In 1948, William W. Remington was one of the bright young men in the Truman administration. He was tall and handsome, a product of Dartmouth and Columbia. From 1940 on, he had risen through government ranks, serving on wartime boards, the President's Council of Economic Advisors, and eventually as a major official in the Department of Commerce, with a promising future ahead. By 1954, however, Remington was dead--assassinated in his cell by a team of inmates in a high-security Federal prison.
In Un-American Activities, historian Gary May tells the fascinating story of William Remington--a story of intrigue, injustice, government corruption, and anti-Communist hysteria. May labored for eight years in reconstructing Remington's case, searching through FBI files, government documents, and waging an epic battle against then-U.S. Attorney Rudy Guiliani to become the first historian to obtain access to grand jury records. The result is a brilliant account of one man's tragic odyssey and a government run amok. Remington's future collapsed in 1948, when he was charged with being a Communist and a Soviet spy. The accuser was Elizabeth Bentley, an admitted ex-Communist herself and a former courier for Soviet spymasters. Remington's life fell into a whirlpool, as he fought government improprieties, illegalities, and the assumption he was guilty. Cleared by government loyalty boards, he was indicted by a grand jury--whose foreman was secretly helping Elizabeth Bentley prepare her memoirs. Remington suffered through two trials for perjury, and the chief witness against him was his own embittered ex-wife. He was convicted and sentenced to the federal penitentiary at Lewisburg, Pennsylvania, where his reputation as a Communist preceded him. But May's account also offers fascinating insight into the depth of Soviet penetration into wartime America: As he follows Remington's life, from the radical circles at Dartmouth and the Tennessee Valley Authority in the 1930s through his Washington career, he finds that Remington may well have been guilty of the charges against him.
Gary May is one of the leading historians writing about postwar America. His first book, China Scapegoat, won the Allan Nevins Prize and was hailed as "as well as a novel, as powerful as a good film" by the The Los Angeles Times. Here he brings his analytical and narrative skills to bear on one of the forgotten stories of the McCarthy era, uncovering a gripping tale of espionage, corruption, and personal tragedy.
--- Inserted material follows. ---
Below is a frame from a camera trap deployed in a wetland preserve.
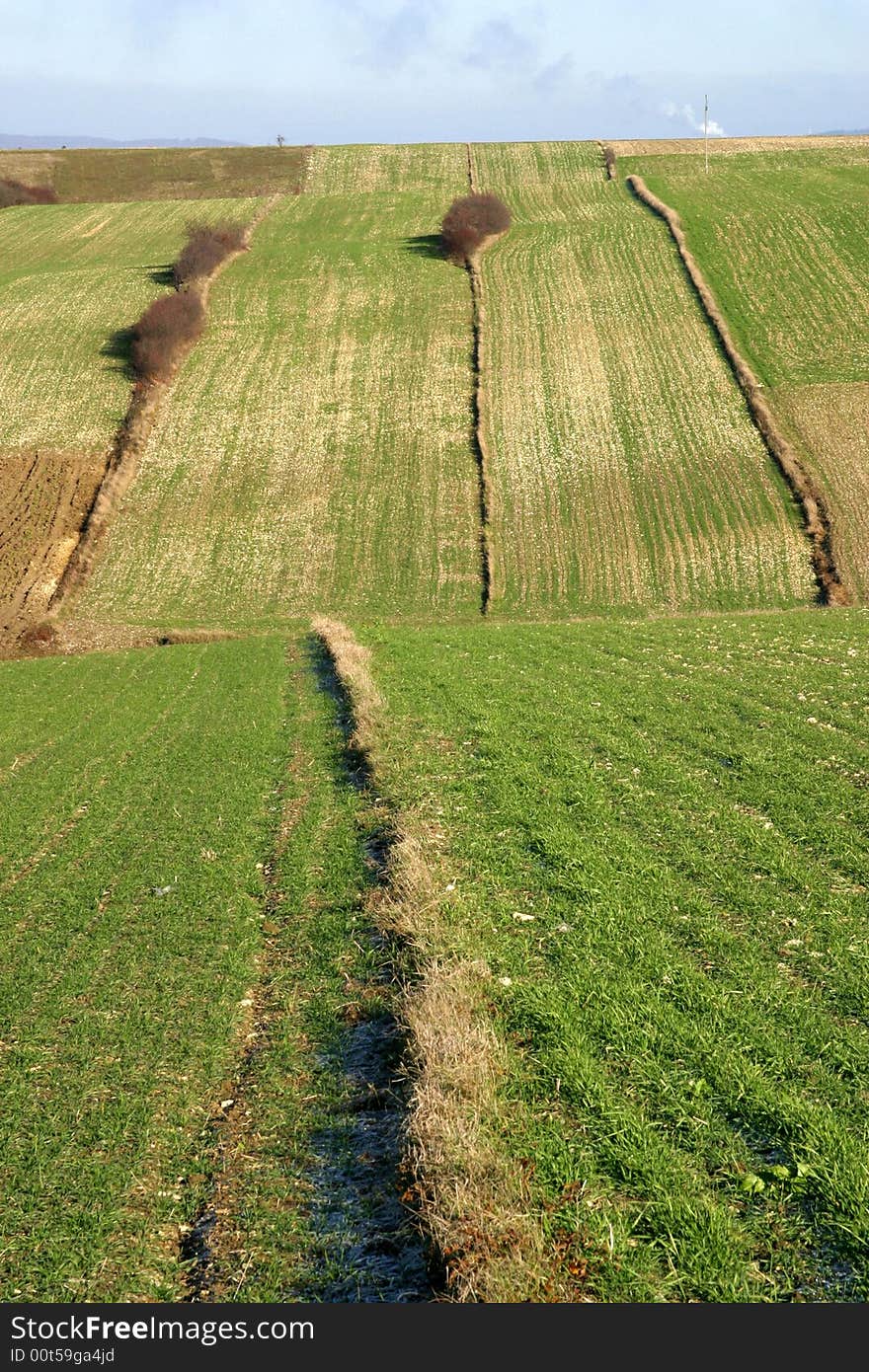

This is a thorough and lucid study of Remington (1917-1954), an intriguing but minor figure in the Truman administration caught up in the 1950s hunt for Communists. May ( China Scapegoat ), who teaches history at the University of Delaware, tells of Remington's days at Dartmouth, where he both supported Communism and was driven by worldly ambition, his government work leading to an important position in the Department of Commerce and his betrayal as a Communist in 1948 by Elizabeth Bentley, a former Communist herself and one-time Soviet agent. Before loyalty boards, to his lawyer, Joseph Rauh, and in court, Remington never told the full truth of his past, though he acquired defenders, such as New Yorker staff writer Daniel Lang, who wrote an expose of the government loyalty program. Indicted for perjury about his past by a grand jury whose foreman was Bentley's literary collaborator, Remington was convicted, retried after a reversal and convicted a second time in 1953. While serving a three-year prison term at the high-security Lewisburg prison, Remington was murdered by fellow prisoners; evidence suggested the murderers were motivated by anti-Communism, but authorities denied that. While May convincingly concludes that the Remington story ``is not a simple morality play,'' representing neither a pure case of government persecution nor a stride toward justice, he could have done more to contextualize the story. Photos not seen by PW.